Os Estados aprovaram, por unanimidade, o congelamento do valor do Imposto sobre Circulação de Mercadorias e Serviços (ICMS) cobrado nas vendas de combustíveis por 90 dias para mitigar a alta dos preços ao consumidor final, na bomba dos postos de gasolina. O secretário de Tributação do Rio Grande do Norte, Carlos Eduardo Xavier, fala que a medida representa, de início, uma renúncia fiscal, mas não há como estimar o impacto da nova regra na arrecadação, pois o preço e a demanda por gasolina continuarão variando.
“Como a gente congelou o preço em um patamar de R$ 6,62 e já encontramos nos postos de combustíveis a gasolina comercializada a R$ 7,30, há uma renúncia fiscal de R$ 0,70 por litro. No mais, tudo vai depender de como irá se comportar o mercado”, fala o secretário. Ele acrescenta que, se a política de precificação da Petrobras se mantiver e os preços seguirem subindo, a arrecadação dos Estados não irá acompanhar a tendência de alta.
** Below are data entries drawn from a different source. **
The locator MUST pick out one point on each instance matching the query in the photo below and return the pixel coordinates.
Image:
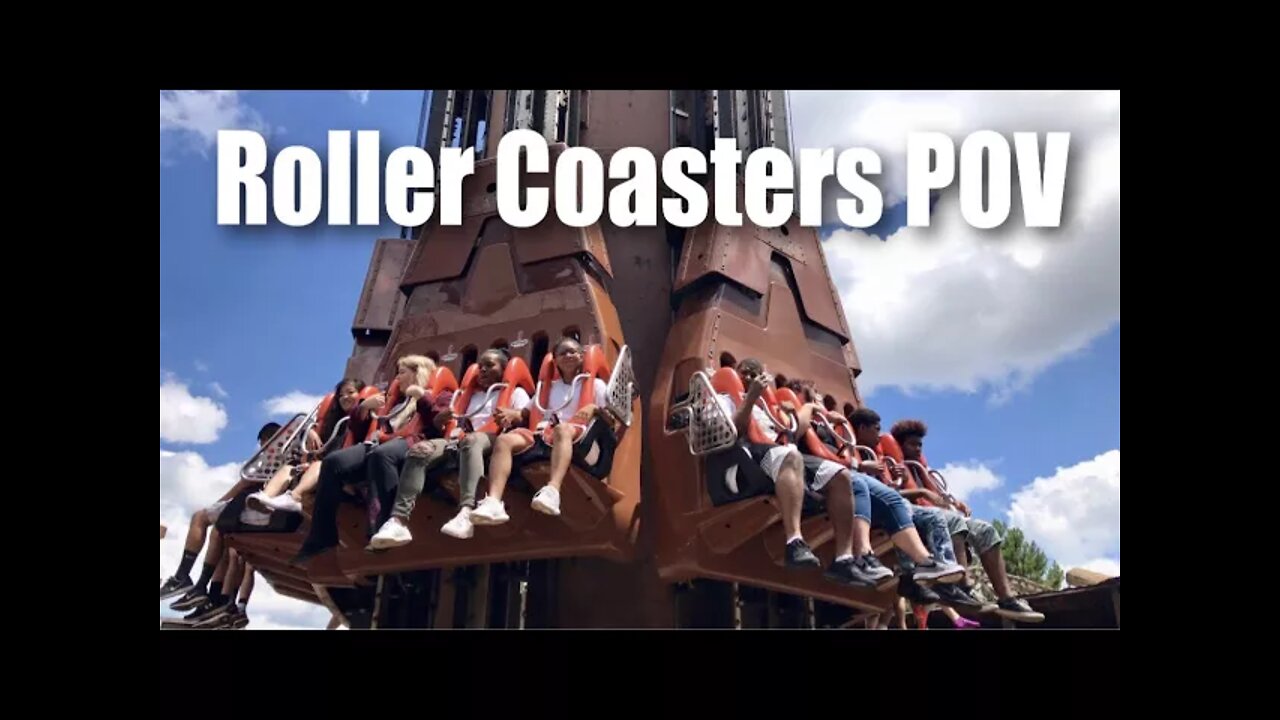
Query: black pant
(342, 468)
(382, 473)
(376, 469)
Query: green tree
(1025, 559)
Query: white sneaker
(259, 501)
(393, 533)
(255, 518)
(489, 513)
(283, 502)
(547, 501)
(460, 527)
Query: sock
(188, 559)
(208, 572)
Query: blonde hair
(423, 365)
(423, 369)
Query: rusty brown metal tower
(647, 543)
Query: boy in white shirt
(568, 418)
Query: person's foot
(174, 586)
(216, 616)
(460, 527)
(851, 572)
(915, 592)
(393, 533)
(256, 518)
(547, 501)
(1016, 609)
(937, 570)
(283, 502)
(490, 511)
(955, 596)
(876, 569)
(800, 556)
(237, 619)
(192, 598)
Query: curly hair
(904, 429)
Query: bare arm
(743, 419)
(804, 418)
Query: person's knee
(841, 484)
(983, 536)
(794, 463)
(420, 451)
(563, 433)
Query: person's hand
(585, 413)
(507, 417)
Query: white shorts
(819, 472)
(214, 510)
(772, 461)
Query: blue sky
(1006, 345)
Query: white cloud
(955, 308)
(291, 404)
(193, 117)
(188, 483)
(964, 481)
(1074, 515)
(1107, 566)
(187, 418)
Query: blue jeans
(880, 505)
(932, 525)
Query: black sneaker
(218, 616)
(195, 616)
(193, 597)
(1016, 609)
(937, 570)
(876, 569)
(174, 586)
(915, 592)
(800, 556)
(237, 619)
(956, 597)
(851, 572)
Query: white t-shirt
(758, 414)
(484, 410)
(560, 392)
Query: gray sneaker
(1016, 609)
(935, 570)
(851, 572)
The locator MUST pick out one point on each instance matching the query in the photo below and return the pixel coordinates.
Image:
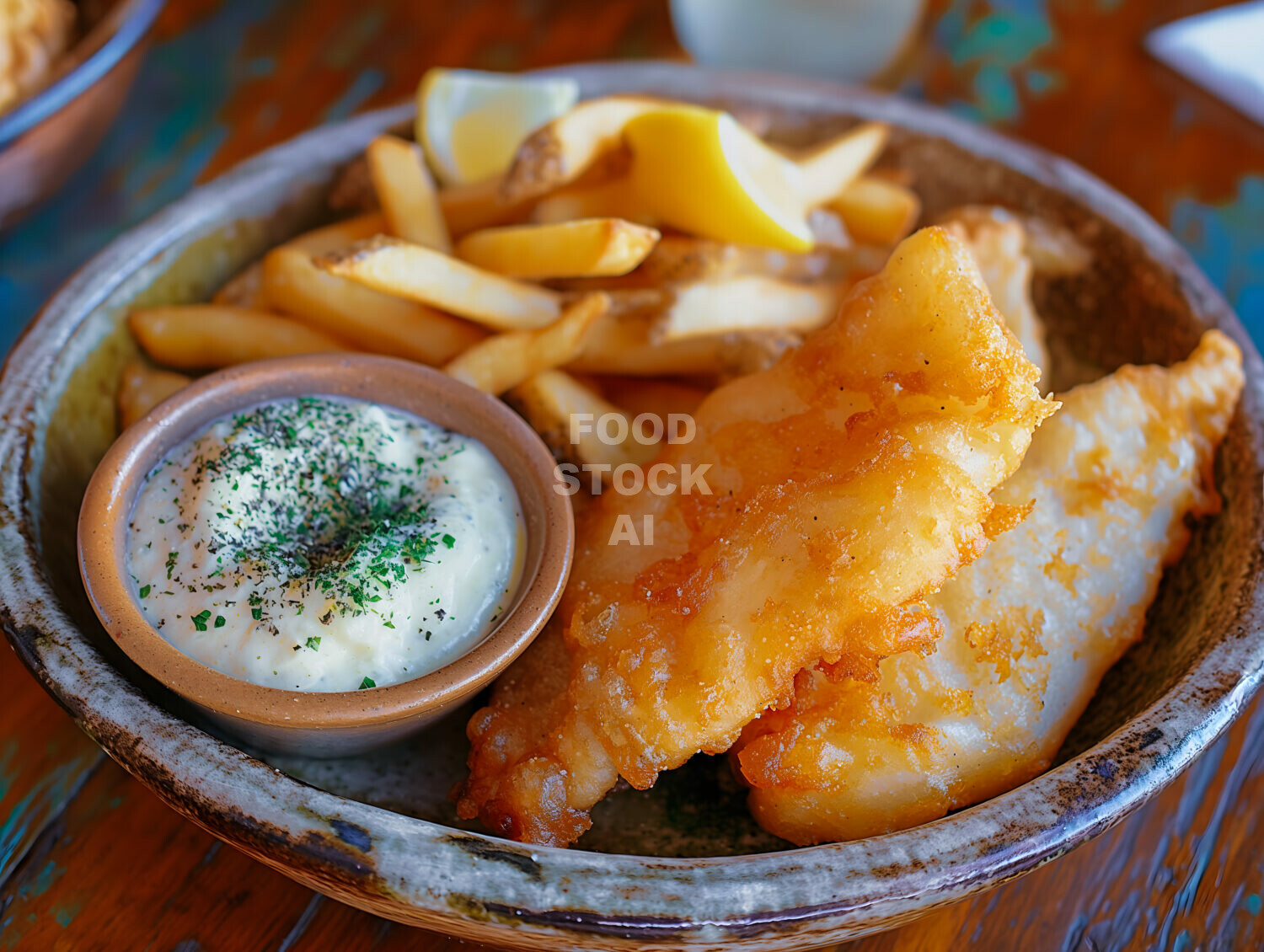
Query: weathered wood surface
(91, 860)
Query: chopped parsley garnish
(305, 501)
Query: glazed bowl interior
(1140, 301)
(344, 721)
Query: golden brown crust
(846, 482)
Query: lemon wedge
(470, 123)
(699, 171)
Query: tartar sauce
(324, 544)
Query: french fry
(554, 402)
(424, 275)
(829, 168)
(747, 303)
(505, 361)
(877, 210)
(561, 151)
(196, 336)
(142, 388)
(584, 248)
(683, 258)
(406, 192)
(641, 394)
(468, 207)
(614, 197)
(626, 345)
(828, 230)
(378, 323)
(244, 288)
(340, 234)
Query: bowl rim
(487, 888)
(406, 386)
(123, 27)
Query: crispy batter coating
(998, 240)
(1031, 628)
(844, 482)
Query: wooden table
(88, 858)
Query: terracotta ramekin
(331, 724)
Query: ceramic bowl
(679, 866)
(324, 724)
(45, 138)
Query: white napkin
(1221, 51)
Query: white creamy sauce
(320, 544)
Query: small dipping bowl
(325, 724)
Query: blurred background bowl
(47, 136)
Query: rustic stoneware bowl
(326, 724)
(680, 866)
(45, 138)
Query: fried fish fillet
(1029, 628)
(842, 484)
(998, 242)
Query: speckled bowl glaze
(680, 866)
(325, 724)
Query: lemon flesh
(699, 171)
(470, 123)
Xavier ressalta que tanto os Estados quanto a sociedade como um todo têm consciência de que a causa da elevação dos preços não está relacionada com o ICMS, mas, mesmo assim, foi uma forma das unidades federativas atenderem ao pedido do presidente do Senado, Rodrigo Pacheco (PSD), contribuírem de alguma forma a dar um pouco de estabilidade aos preços dos combustíveis
O diretor institucional do Comitê Nacional dos Secretários de Fazenda dos Estados (Comsefaz), André Horta, concorda que a medida funciona mais como um “gesto de solidariedade” ao consumidor do que uma solução para a elevação dos preços.
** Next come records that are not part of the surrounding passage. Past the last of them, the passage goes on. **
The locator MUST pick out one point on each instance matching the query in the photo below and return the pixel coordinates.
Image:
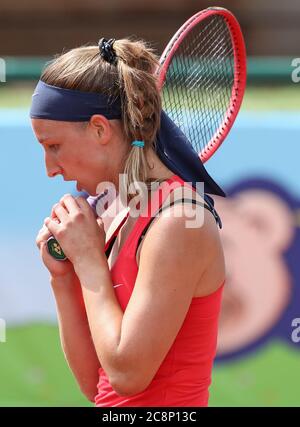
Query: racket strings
(199, 82)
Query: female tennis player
(138, 316)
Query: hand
(76, 229)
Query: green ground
(256, 98)
(33, 372)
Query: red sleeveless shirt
(184, 376)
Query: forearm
(75, 334)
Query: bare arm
(75, 333)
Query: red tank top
(184, 376)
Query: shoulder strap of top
(110, 243)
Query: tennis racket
(202, 77)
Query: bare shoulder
(186, 239)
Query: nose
(51, 167)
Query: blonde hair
(132, 79)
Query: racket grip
(54, 248)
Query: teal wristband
(138, 144)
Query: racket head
(202, 76)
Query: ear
(101, 127)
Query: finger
(60, 212)
(70, 203)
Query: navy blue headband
(173, 147)
(55, 103)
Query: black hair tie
(106, 50)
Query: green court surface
(33, 372)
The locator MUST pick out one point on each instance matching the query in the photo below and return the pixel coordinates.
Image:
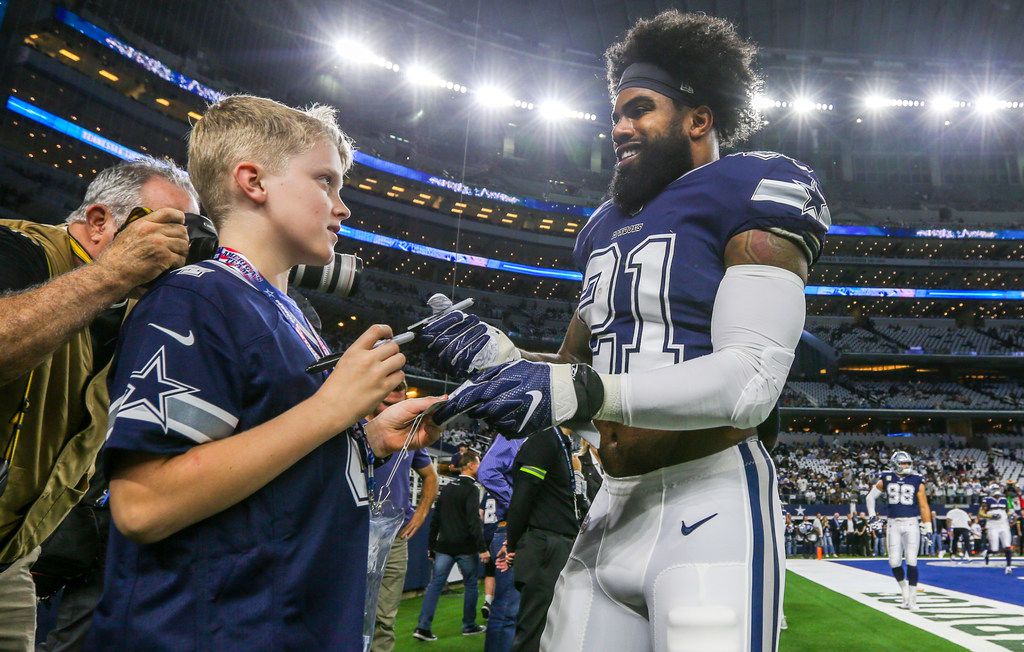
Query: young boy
(240, 498)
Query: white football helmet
(902, 463)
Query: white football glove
(463, 343)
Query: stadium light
(421, 76)
(359, 52)
(803, 104)
(494, 97)
(876, 102)
(761, 102)
(553, 111)
(987, 104)
(941, 103)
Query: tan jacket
(64, 427)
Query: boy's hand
(146, 248)
(386, 433)
(363, 377)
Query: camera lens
(340, 277)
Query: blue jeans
(469, 565)
(505, 607)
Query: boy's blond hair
(248, 128)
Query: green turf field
(819, 619)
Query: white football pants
(998, 535)
(681, 559)
(903, 539)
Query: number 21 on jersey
(645, 341)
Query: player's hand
(504, 560)
(411, 528)
(386, 433)
(363, 377)
(462, 343)
(146, 248)
(522, 397)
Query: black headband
(651, 77)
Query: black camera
(339, 277)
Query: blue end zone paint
(974, 577)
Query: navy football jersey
(901, 493)
(996, 509)
(203, 356)
(650, 279)
(489, 507)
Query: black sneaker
(424, 635)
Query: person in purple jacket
(496, 476)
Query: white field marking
(940, 608)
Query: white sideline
(855, 582)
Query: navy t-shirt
(650, 278)
(205, 355)
(398, 489)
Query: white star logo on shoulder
(154, 388)
(184, 340)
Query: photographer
(62, 296)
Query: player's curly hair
(705, 51)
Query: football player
(993, 510)
(691, 308)
(909, 516)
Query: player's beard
(659, 162)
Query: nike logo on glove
(186, 340)
(688, 530)
(535, 396)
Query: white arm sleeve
(756, 324)
(872, 495)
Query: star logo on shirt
(815, 205)
(154, 387)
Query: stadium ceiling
(543, 49)
(965, 31)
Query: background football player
(908, 516)
(993, 510)
(692, 306)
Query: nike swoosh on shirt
(186, 340)
(688, 530)
(535, 396)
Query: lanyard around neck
(239, 264)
“O foco do problema está na Política de Paridade Internacional (PPI) adotada pela Petrobrás, uma medida que divorcia o preço de custo de se extrair o petróleo do que é cobrado ao consumidor”, opina.
Horta critica mais fortemente a PPI, dizendo que ela é feita “com o sacrifício da população brasileira” e interfere diretamente no modal de transportes rodoviários. “Não à toa, o congelamento do ICMS veio após o anúncio dos caminhoneiros para segunda-feira”, afirma Horta.
A decisão do congelamento foi tomada pelo Conselho Nacional de Política Fazendária (Confaz), colegiado que harmoniza as normas do ICMS, tributo cobrado pelos Estados, e conta com a presidência do Ministério da Economia.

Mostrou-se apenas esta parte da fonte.